On the other hand, the ministry has not overlooked the importance of building a smart relationship with beneficiaries. The unified number "1950" was not just a hotline, but a professional interactive window that responds in precise and swift legal language, respecting the citizen's language and considering their right to understanding, access, and accountability. This, in itself, is a cultural transformation before being a technical one.
It is undoubtedly easy for a writer to criticize, to choose the angle of flaw, and to magnify it under the microscope of criticism rather than constructive feedback. However, it is a professional and national duty to point out the models that deserve praise. The Ministry of Justice, with all it has accomplished, is a worthy example to celebrate; not because it has reached perfection, but because it is steadily moving in the right direction, achieving without noise, and impressing without asking for applause.
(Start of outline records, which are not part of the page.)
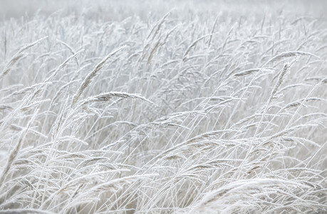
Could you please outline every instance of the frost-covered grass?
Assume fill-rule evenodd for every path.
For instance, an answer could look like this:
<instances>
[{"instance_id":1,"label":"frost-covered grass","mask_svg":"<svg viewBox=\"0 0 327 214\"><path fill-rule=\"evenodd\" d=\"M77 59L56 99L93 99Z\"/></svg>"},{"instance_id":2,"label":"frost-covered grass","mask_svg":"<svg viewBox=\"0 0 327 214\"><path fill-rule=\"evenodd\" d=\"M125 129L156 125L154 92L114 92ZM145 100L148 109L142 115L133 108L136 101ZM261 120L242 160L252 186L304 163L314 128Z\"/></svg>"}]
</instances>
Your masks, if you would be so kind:
<instances>
[{"instance_id":1,"label":"frost-covered grass","mask_svg":"<svg viewBox=\"0 0 327 214\"><path fill-rule=\"evenodd\" d=\"M0 213L327 212L326 19L210 6L1 21Z\"/></svg>"}]
</instances>

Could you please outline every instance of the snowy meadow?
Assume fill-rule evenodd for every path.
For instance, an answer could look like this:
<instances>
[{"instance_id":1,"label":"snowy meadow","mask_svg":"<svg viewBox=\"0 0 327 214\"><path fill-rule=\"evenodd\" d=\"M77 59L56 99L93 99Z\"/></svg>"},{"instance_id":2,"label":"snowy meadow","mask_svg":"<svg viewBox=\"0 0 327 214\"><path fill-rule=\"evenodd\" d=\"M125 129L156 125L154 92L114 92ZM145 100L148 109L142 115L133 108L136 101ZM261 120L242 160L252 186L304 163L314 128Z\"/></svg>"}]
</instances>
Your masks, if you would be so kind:
<instances>
[{"instance_id":1,"label":"snowy meadow","mask_svg":"<svg viewBox=\"0 0 327 214\"><path fill-rule=\"evenodd\" d=\"M327 213L323 1L1 1L0 213Z\"/></svg>"}]
</instances>

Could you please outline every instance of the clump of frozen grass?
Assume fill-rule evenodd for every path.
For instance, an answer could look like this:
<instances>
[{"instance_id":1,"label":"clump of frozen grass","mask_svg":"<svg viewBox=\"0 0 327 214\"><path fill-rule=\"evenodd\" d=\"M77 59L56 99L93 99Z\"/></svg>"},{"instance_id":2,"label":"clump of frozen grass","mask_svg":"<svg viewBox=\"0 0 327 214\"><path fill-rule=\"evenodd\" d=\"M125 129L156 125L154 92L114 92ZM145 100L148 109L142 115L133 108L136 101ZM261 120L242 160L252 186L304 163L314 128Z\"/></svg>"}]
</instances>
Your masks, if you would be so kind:
<instances>
[{"instance_id":1,"label":"clump of frozen grass","mask_svg":"<svg viewBox=\"0 0 327 214\"><path fill-rule=\"evenodd\" d=\"M323 21L194 11L4 21L0 213L327 211Z\"/></svg>"}]
</instances>

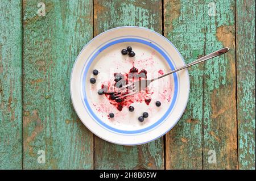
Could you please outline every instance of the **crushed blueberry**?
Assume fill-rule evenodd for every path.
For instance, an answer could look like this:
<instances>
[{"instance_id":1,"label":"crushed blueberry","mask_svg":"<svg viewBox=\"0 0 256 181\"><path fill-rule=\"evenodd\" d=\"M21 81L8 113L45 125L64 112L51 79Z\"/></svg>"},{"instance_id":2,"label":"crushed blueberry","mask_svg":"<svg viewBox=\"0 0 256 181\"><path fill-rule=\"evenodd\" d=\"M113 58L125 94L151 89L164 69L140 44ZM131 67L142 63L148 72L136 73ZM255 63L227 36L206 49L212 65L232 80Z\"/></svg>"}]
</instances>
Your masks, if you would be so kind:
<instances>
[{"instance_id":1,"label":"crushed blueberry","mask_svg":"<svg viewBox=\"0 0 256 181\"><path fill-rule=\"evenodd\" d=\"M155 105L156 105L157 107L160 107L160 106L161 106L161 103L160 102L160 101L156 101L156 102L155 102Z\"/></svg>"},{"instance_id":2,"label":"crushed blueberry","mask_svg":"<svg viewBox=\"0 0 256 181\"><path fill-rule=\"evenodd\" d=\"M118 82L119 81L121 81L122 79L124 79L123 75L122 74L115 74L115 82Z\"/></svg>"},{"instance_id":3,"label":"crushed blueberry","mask_svg":"<svg viewBox=\"0 0 256 181\"><path fill-rule=\"evenodd\" d=\"M115 99L115 102L117 103L121 103L121 102L123 102L124 100L123 99Z\"/></svg>"},{"instance_id":4,"label":"crushed blueberry","mask_svg":"<svg viewBox=\"0 0 256 181\"><path fill-rule=\"evenodd\" d=\"M91 78L90 79L90 82L92 83L95 83L95 82L96 82L96 79L95 78L94 78L93 77Z\"/></svg>"},{"instance_id":5,"label":"crushed blueberry","mask_svg":"<svg viewBox=\"0 0 256 181\"><path fill-rule=\"evenodd\" d=\"M144 118L146 118L146 117L148 117L148 113L147 112L144 112L142 114L142 116L143 116Z\"/></svg>"},{"instance_id":6,"label":"crushed blueberry","mask_svg":"<svg viewBox=\"0 0 256 181\"><path fill-rule=\"evenodd\" d=\"M110 98L111 100L115 100L115 96L113 94L112 94L109 96L109 98Z\"/></svg>"},{"instance_id":7,"label":"crushed blueberry","mask_svg":"<svg viewBox=\"0 0 256 181\"><path fill-rule=\"evenodd\" d=\"M126 55L128 53L128 51L126 49L123 49L121 51L121 53L123 55Z\"/></svg>"},{"instance_id":8,"label":"crushed blueberry","mask_svg":"<svg viewBox=\"0 0 256 181\"><path fill-rule=\"evenodd\" d=\"M151 101L151 99L150 99L150 98L145 99L145 103L147 105L148 105L150 103Z\"/></svg>"},{"instance_id":9,"label":"crushed blueberry","mask_svg":"<svg viewBox=\"0 0 256 181\"><path fill-rule=\"evenodd\" d=\"M131 51L129 52L129 53L128 54L130 57L133 57L135 56L135 53L134 53L134 51Z\"/></svg>"},{"instance_id":10,"label":"crushed blueberry","mask_svg":"<svg viewBox=\"0 0 256 181\"><path fill-rule=\"evenodd\" d=\"M93 70L93 75L98 75L98 70L96 70L96 69Z\"/></svg>"},{"instance_id":11,"label":"crushed blueberry","mask_svg":"<svg viewBox=\"0 0 256 181\"><path fill-rule=\"evenodd\" d=\"M109 113L109 117L113 118L115 116L113 113Z\"/></svg>"},{"instance_id":12,"label":"crushed blueberry","mask_svg":"<svg viewBox=\"0 0 256 181\"><path fill-rule=\"evenodd\" d=\"M130 112L133 112L134 111L134 107L130 106L129 109Z\"/></svg>"},{"instance_id":13,"label":"crushed blueberry","mask_svg":"<svg viewBox=\"0 0 256 181\"><path fill-rule=\"evenodd\" d=\"M139 118L138 118L138 119L139 121L141 121L141 122L144 121L144 117L143 117L143 116L139 116Z\"/></svg>"}]
</instances>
From the minister to the simple employee, from the technical designer to those who assist judges in developing their tools, everyone working in this system today contributes to shaping a dignified judicial future that befits a changing state, a rising homeland, and a vision that understands that justice is not just authority, but a noble service, a moral responsibility, and a civilizational experience.
Here, in the Kingdom of Saudi Arabia, the judiciary is not viewed merely as a service sector, but as one of the pillars of legitimacy derived from Islamic law, and a guarantee of stability, reassurance, and rights. Therefore, caring for justice is a methodology, not a mere appearance; it is a consistent path in the state's thought, not a transient response. When the judiciary is preserved, the rest of the institutions are validated.